Красавица жена, пусть распутная, пусть порочная, слабая на передок (так и он в современных реалиях совсем не ангел, тоже отметился), не идёт ни в какое сравнение с женщиной, которая просто напросто соскучилась по интимной близости, которая в трудную минуту оказалась рядом.

Мучает Виталия лишь один вопрос — мужик он после всего этого или слабохарактерный предатель? И ещё один — что их на самом деле с Зойкой соединяет?

Мужчина трясся лицом к стене плацкартного вагона на второй полке и рассуждал: ведь скучал он не совсем по жене. Было нечто иное, чего объяснить уже давно было невозможно. Давно, очень давно, физическое присутствие Зойки в их совместной интимной жизни не было необходимым условием счастья.

Странно, да?

Без неё (мечта активно иллюзорна) он беседовал с фантомом жены сколько угодно и когда угодно (стоило закрыть глаза расслабиться), режиссируя самостоятельно ткань и цветные декорации эмоциональных диалогов, знал, что и когда она ответит, чем и как возразит.

С ней (той, из такой родной оптической голограммы) он был умиротворён и спокоен, заранее зная, чего она хочет, с чем может не согласиться (Виталлий в иллюзиях, где чувствовал себя уверенно, полностью контролировал Зойкино поведение).

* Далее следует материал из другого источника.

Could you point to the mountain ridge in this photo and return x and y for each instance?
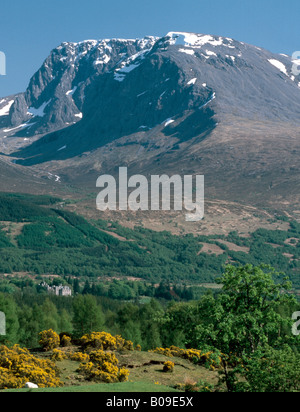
(182, 103)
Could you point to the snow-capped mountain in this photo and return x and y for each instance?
(240, 76)
(183, 102)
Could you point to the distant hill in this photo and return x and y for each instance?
(38, 235)
(185, 103)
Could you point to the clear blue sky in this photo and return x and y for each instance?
(30, 29)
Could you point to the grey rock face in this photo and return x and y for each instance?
(91, 93)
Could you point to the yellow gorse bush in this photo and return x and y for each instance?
(58, 355)
(49, 340)
(103, 367)
(79, 357)
(18, 366)
(105, 341)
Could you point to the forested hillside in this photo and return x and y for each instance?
(39, 236)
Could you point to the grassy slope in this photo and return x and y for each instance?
(146, 375)
(105, 388)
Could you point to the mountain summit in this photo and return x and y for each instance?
(183, 102)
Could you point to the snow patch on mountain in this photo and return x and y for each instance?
(5, 110)
(40, 111)
(280, 66)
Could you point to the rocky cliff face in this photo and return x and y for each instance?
(181, 103)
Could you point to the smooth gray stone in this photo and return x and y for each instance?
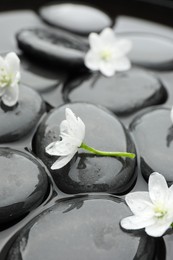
(124, 93)
(13, 21)
(77, 18)
(82, 228)
(19, 120)
(56, 49)
(153, 133)
(38, 77)
(151, 50)
(23, 184)
(87, 172)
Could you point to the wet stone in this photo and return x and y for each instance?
(151, 51)
(89, 227)
(123, 93)
(13, 21)
(23, 184)
(19, 120)
(56, 49)
(87, 172)
(77, 18)
(38, 77)
(153, 133)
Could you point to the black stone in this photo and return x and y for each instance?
(87, 172)
(19, 120)
(151, 51)
(77, 18)
(82, 228)
(56, 49)
(123, 93)
(23, 184)
(153, 133)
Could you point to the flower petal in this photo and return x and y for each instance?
(60, 148)
(13, 63)
(2, 90)
(11, 95)
(92, 60)
(108, 36)
(157, 230)
(2, 63)
(95, 41)
(140, 203)
(122, 64)
(124, 45)
(158, 188)
(62, 161)
(107, 69)
(134, 222)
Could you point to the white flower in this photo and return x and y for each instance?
(107, 53)
(72, 132)
(171, 115)
(152, 210)
(9, 79)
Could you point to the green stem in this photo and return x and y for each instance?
(98, 152)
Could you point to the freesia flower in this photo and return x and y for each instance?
(107, 53)
(152, 210)
(9, 79)
(72, 133)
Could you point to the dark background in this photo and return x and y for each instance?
(154, 10)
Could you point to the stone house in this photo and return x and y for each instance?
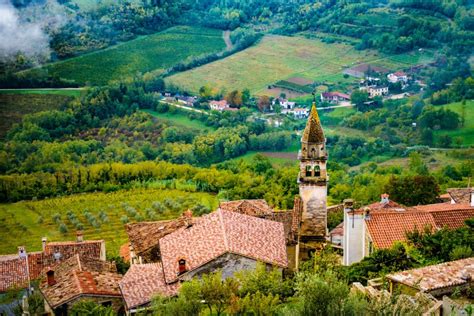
(381, 224)
(79, 278)
(17, 270)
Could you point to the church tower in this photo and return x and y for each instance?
(312, 181)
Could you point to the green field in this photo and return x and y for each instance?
(14, 104)
(179, 119)
(466, 132)
(277, 58)
(155, 52)
(19, 223)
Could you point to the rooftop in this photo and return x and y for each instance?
(223, 232)
(437, 276)
(142, 282)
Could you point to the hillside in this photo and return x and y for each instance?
(155, 52)
(277, 58)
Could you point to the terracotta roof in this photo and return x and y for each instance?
(223, 232)
(462, 196)
(257, 208)
(146, 235)
(78, 276)
(142, 282)
(313, 132)
(387, 227)
(13, 271)
(437, 276)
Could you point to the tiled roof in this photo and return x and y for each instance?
(437, 276)
(257, 208)
(78, 276)
(13, 271)
(461, 196)
(145, 235)
(223, 232)
(313, 132)
(142, 282)
(387, 227)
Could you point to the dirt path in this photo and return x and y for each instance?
(228, 42)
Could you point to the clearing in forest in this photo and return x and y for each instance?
(156, 52)
(277, 58)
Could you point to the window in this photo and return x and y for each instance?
(317, 171)
(308, 171)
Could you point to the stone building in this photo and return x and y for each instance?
(312, 181)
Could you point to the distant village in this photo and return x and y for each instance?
(238, 235)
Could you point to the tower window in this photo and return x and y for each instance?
(317, 171)
(308, 171)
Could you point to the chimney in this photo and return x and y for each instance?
(43, 242)
(188, 218)
(50, 277)
(181, 266)
(79, 236)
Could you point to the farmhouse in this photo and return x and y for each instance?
(380, 225)
(398, 76)
(80, 278)
(18, 269)
(334, 97)
(363, 70)
(218, 105)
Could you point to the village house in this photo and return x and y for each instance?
(218, 105)
(79, 278)
(365, 70)
(17, 270)
(398, 76)
(334, 97)
(285, 104)
(231, 239)
(381, 224)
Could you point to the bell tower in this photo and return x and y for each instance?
(312, 181)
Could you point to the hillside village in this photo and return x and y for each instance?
(240, 235)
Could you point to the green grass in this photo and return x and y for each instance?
(155, 52)
(277, 58)
(72, 92)
(466, 132)
(19, 221)
(14, 105)
(179, 119)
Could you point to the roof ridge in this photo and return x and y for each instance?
(221, 219)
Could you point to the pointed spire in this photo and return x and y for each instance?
(313, 133)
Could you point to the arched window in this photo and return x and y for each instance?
(317, 171)
(308, 171)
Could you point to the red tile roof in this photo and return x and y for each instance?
(448, 274)
(78, 276)
(142, 282)
(387, 227)
(223, 232)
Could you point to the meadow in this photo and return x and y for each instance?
(466, 132)
(156, 52)
(14, 104)
(277, 58)
(100, 215)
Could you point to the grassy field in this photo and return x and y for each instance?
(179, 119)
(20, 224)
(466, 132)
(277, 58)
(155, 52)
(13, 105)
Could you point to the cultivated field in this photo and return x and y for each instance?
(155, 52)
(277, 58)
(24, 223)
(14, 104)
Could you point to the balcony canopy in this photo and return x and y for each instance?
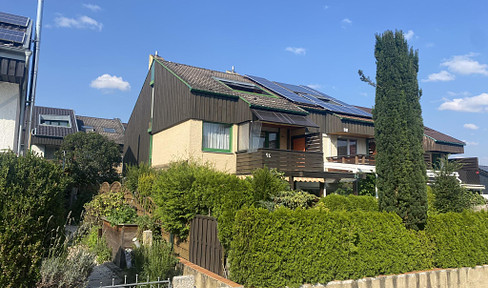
(283, 118)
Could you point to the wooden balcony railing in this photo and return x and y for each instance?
(358, 159)
(283, 160)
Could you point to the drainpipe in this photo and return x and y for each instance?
(23, 104)
(37, 44)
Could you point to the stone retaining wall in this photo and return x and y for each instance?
(476, 277)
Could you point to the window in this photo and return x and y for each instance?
(217, 137)
(88, 128)
(109, 130)
(346, 147)
(55, 120)
(243, 86)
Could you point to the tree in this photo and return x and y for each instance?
(399, 131)
(90, 158)
(31, 209)
(449, 196)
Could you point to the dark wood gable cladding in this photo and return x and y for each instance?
(136, 144)
(176, 102)
(331, 124)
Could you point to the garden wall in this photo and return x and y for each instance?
(476, 277)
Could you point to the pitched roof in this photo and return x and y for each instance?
(206, 80)
(113, 129)
(42, 116)
(441, 137)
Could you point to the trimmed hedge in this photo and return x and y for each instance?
(460, 239)
(335, 202)
(291, 247)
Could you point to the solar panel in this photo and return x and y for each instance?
(14, 19)
(12, 35)
(280, 90)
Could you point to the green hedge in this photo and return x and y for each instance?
(291, 247)
(460, 239)
(335, 202)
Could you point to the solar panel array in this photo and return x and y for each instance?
(12, 35)
(14, 19)
(280, 90)
(306, 95)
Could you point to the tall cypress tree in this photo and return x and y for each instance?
(399, 131)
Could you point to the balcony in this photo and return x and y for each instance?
(358, 159)
(283, 160)
(352, 163)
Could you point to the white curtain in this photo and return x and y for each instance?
(216, 136)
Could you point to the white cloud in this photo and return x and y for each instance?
(345, 23)
(468, 104)
(82, 22)
(108, 82)
(92, 7)
(408, 35)
(296, 50)
(471, 126)
(464, 64)
(314, 86)
(443, 76)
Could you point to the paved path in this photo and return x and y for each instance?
(104, 273)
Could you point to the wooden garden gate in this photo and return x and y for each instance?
(205, 248)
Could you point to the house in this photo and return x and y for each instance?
(244, 122)
(15, 42)
(51, 125)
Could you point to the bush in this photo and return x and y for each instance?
(155, 261)
(97, 246)
(31, 208)
(350, 203)
(459, 238)
(66, 270)
(292, 199)
(291, 247)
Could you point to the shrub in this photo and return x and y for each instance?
(31, 207)
(124, 214)
(291, 247)
(459, 238)
(66, 270)
(102, 205)
(350, 203)
(155, 261)
(292, 199)
(97, 246)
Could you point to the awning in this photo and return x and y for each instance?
(283, 118)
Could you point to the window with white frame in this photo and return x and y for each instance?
(217, 137)
(346, 147)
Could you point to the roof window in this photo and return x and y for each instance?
(109, 130)
(242, 86)
(55, 120)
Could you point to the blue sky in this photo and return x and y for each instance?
(94, 54)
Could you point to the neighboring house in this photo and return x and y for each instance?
(51, 125)
(244, 122)
(484, 178)
(15, 42)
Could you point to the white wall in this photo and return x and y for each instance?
(9, 115)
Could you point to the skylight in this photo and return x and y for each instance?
(55, 120)
(243, 86)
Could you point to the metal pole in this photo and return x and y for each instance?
(37, 44)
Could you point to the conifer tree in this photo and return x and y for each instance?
(399, 131)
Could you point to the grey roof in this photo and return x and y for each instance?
(12, 53)
(99, 125)
(205, 80)
(42, 130)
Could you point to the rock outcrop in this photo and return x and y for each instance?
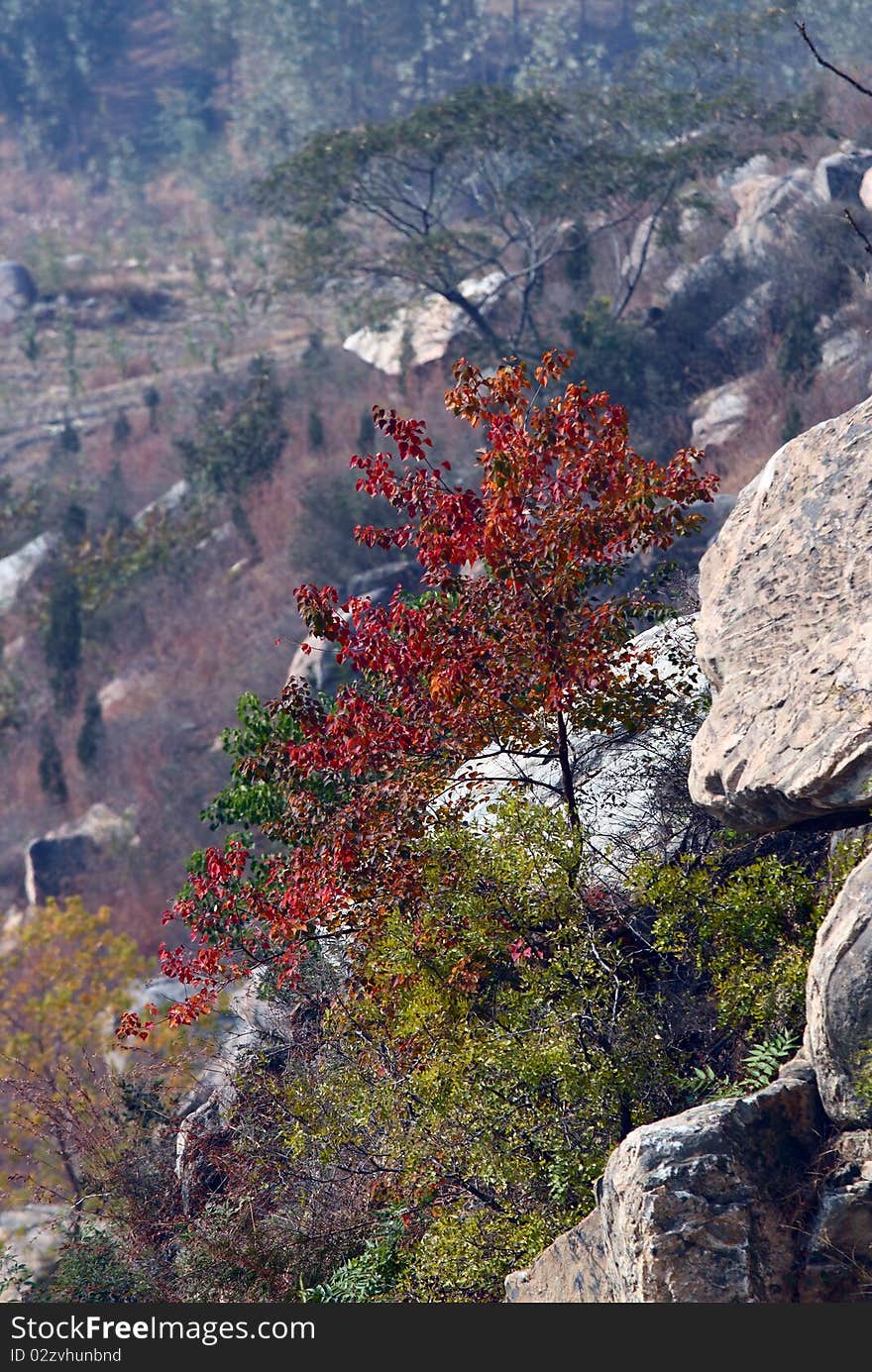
(838, 178)
(839, 1003)
(708, 1207)
(420, 332)
(768, 1198)
(785, 638)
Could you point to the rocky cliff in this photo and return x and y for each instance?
(768, 1197)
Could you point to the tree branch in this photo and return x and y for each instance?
(828, 64)
(860, 234)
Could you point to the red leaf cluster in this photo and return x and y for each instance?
(515, 631)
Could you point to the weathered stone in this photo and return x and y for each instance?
(707, 1207)
(629, 788)
(17, 291)
(838, 178)
(31, 1239)
(719, 414)
(55, 865)
(740, 334)
(765, 221)
(420, 332)
(839, 1002)
(843, 349)
(570, 1271)
(783, 638)
(17, 569)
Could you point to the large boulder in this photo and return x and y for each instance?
(839, 1003)
(56, 863)
(766, 214)
(17, 569)
(783, 637)
(17, 291)
(719, 414)
(420, 332)
(708, 1207)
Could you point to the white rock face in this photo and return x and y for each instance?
(422, 331)
(838, 178)
(17, 291)
(17, 570)
(164, 503)
(843, 349)
(129, 694)
(622, 804)
(839, 1003)
(55, 862)
(765, 206)
(785, 637)
(718, 414)
(701, 1208)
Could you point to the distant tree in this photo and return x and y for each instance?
(91, 733)
(51, 53)
(523, 656)
(74, 524)
(239, 432)
(62, 975)
(63, 635)
(476, 187)
(383, 56)
(51, 767)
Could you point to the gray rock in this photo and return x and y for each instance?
(570, 1271)
(708, 1207)
(839, 1250)
(766, 220)
(55, 865)
(17, 291)
(783, 637)
(719, 414)
(17, 569)
(629, 788)
(839, 1002)
(31, 1239)
(740, 334)
(838, 178)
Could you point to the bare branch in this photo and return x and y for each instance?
(860, 234)
(828, 64)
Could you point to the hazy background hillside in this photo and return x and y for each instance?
(187, 327)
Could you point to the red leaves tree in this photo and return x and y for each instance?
(513, 644)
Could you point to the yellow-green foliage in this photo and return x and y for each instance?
(491, 1054)
(748, 932)
(63, 976)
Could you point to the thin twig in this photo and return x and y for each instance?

Он любил, но давно уже не саму жену, скорее её обожаемый призрачный облик. Ей же (бестелесному фантому) доставлял в мечтах неземное удовольствие: для этого требовалась самая малость — закрыть глаза, с головой погрузиться в нирвану, взять власть над неприглядной реальностью… точнее, немного помочь руками и… получить удовольствие.